The kings of misdirection, By: Dave Perkins

 

NFL's new drug testing policy much ado about nothing and keeping status quo

January 26, 2007

Here's a new one for our world of acronyms: NFL plus EPO equals more BS.

 

This is saying something, but probably no organization in the wide world of sports that can pee in your ear and tell you it's raining quite like the National Football League.

The International Olympic Committee, Major League Baseball, Gary Bettman and Maple Leaf Sports and Entertainment all have their moments, but the NFL wins it here in a photo finish. The league's latest announcement about drug testing is yet another reason.

The almighty NFL, answerable to no one, ever, for anything, trumpets that it will begin cracking down on EPO, another of those nasty performance-enhancing drugs.

"NFL gets surprisingly tougher with drug cheats," one headline read, and the story underneath it contained the bold-faced assertion that "Players will be tested more often and it will be harder for them to cheat'' and "For the first time, players in a major professional sports league will be tested for the blood-boosting substance EPO."

All that may be true in its own way, but closer to the real truth is this: If every player in the NFL were cheating by using, say, sugar, the NFL would loudly introduce a new test for salt, then sit back and wait for the applause.

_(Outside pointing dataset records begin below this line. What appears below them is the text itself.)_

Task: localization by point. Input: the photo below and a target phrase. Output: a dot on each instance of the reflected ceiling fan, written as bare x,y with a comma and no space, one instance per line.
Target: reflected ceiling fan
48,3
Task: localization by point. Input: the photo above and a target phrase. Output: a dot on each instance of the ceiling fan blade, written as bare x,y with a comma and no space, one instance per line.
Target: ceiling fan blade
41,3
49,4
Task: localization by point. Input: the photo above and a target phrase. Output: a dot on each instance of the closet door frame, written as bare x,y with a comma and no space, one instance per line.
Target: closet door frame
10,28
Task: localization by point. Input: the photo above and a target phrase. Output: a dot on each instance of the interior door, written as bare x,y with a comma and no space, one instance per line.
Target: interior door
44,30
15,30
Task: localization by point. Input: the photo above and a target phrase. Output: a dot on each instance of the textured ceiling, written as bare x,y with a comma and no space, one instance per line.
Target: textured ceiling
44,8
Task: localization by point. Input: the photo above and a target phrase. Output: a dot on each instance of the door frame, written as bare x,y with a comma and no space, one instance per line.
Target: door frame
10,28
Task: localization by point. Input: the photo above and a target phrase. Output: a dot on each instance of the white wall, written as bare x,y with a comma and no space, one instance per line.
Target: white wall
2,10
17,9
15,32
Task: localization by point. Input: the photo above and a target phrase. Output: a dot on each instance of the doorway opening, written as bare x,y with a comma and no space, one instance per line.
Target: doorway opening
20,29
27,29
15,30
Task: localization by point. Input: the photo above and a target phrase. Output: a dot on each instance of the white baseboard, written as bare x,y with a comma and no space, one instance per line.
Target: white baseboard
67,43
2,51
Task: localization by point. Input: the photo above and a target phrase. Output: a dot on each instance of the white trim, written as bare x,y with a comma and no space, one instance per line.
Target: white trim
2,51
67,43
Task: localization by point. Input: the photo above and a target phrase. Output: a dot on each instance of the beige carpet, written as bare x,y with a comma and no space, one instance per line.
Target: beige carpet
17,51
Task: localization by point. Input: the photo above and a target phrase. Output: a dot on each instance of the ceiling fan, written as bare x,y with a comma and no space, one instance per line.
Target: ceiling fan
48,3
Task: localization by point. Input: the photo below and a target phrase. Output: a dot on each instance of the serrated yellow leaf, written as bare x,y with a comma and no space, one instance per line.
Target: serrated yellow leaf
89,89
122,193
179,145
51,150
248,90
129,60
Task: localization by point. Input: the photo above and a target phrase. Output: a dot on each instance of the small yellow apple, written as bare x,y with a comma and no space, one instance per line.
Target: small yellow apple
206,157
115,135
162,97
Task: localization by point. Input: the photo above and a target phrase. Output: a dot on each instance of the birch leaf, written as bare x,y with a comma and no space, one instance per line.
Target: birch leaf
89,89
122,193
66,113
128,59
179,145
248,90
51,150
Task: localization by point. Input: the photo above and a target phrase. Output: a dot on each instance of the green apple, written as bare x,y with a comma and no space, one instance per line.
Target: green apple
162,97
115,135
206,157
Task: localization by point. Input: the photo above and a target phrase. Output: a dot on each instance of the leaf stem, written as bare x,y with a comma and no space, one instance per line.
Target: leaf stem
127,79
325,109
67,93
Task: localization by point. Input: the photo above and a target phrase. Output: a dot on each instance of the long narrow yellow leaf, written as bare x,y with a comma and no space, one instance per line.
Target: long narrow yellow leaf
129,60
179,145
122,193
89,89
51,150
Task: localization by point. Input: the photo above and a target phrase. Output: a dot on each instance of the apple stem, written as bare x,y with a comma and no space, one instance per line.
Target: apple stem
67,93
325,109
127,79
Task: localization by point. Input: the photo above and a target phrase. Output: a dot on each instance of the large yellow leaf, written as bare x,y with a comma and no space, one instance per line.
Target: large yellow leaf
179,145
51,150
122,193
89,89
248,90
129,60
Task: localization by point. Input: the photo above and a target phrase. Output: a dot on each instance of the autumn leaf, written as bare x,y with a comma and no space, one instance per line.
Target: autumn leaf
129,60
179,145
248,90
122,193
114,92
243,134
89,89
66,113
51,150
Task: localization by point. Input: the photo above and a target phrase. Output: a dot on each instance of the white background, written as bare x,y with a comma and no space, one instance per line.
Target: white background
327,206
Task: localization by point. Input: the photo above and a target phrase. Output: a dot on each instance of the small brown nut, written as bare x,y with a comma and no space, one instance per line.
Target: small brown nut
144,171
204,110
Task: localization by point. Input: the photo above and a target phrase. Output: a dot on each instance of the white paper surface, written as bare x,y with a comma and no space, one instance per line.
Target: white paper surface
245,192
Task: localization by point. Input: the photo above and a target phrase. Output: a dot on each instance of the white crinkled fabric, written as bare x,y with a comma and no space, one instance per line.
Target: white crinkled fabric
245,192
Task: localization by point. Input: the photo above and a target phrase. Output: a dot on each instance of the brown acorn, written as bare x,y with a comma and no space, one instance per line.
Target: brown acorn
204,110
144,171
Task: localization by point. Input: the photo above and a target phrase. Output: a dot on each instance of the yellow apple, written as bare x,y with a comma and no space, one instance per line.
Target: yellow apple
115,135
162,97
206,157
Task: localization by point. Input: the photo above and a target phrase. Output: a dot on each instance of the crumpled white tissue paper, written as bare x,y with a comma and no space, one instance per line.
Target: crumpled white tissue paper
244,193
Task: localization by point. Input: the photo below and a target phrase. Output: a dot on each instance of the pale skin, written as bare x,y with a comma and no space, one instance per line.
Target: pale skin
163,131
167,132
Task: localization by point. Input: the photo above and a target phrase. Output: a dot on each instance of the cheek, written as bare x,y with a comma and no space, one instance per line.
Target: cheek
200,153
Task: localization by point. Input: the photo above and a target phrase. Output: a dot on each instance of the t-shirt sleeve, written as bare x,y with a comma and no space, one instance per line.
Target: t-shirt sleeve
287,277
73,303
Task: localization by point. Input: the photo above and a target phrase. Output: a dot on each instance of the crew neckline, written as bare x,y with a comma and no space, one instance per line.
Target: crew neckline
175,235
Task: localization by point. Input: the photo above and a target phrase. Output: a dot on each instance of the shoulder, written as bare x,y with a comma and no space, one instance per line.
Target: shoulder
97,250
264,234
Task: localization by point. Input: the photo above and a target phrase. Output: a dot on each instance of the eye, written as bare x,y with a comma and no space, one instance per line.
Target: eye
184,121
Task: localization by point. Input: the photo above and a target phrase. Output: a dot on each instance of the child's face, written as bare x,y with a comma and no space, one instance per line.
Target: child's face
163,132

EPO – erythropoietin by its button-down name – is the cheating agent of choice in certain sports in which endurance is required. Bicyclists, cross-country skiers and swimmers have been nabbed using the blood-booster, which basically increases oxygen in the blood and aerobic capacity of muscles. It has no discernable advantage for athletes whose sport depends on bulk and power and operates in brief (as in 40-yard) bursts. There is no suggestion football players are using it.

Human growth hormone, which is pretty much undetectable, sounds like the cheating drug of choice in football these days. For years it was steroids and still occasionally, when someone makes a mistake, the word steroids pops up, as in the case of San Diego star Shawne Merriman. The NFL says it is "looking into" the HGH situation, but, in the meantime, will crack down on EPO. It's like that Monty Python skit where the guy is teaching self-defence against an attacker who comes at you with a piece of fruit. Last week loganberries, this week a banana.

So what's the point of it all? Public relations and little else. Gambling is a huge part of the league's popularity, but it simply forbids all mention of the subject. Likewise drugs. The NFL has the greatest problem of any pro sport with performance-enhancing drugs. It is not possible that every one of these 330-pound linemen, most of them faster than running backs were 30 years ago, got that way on hay and oats, as they say at the racetrack. High school offensive lines averaging over 300 pounds isn't solely explained by proper nutrition and weight training.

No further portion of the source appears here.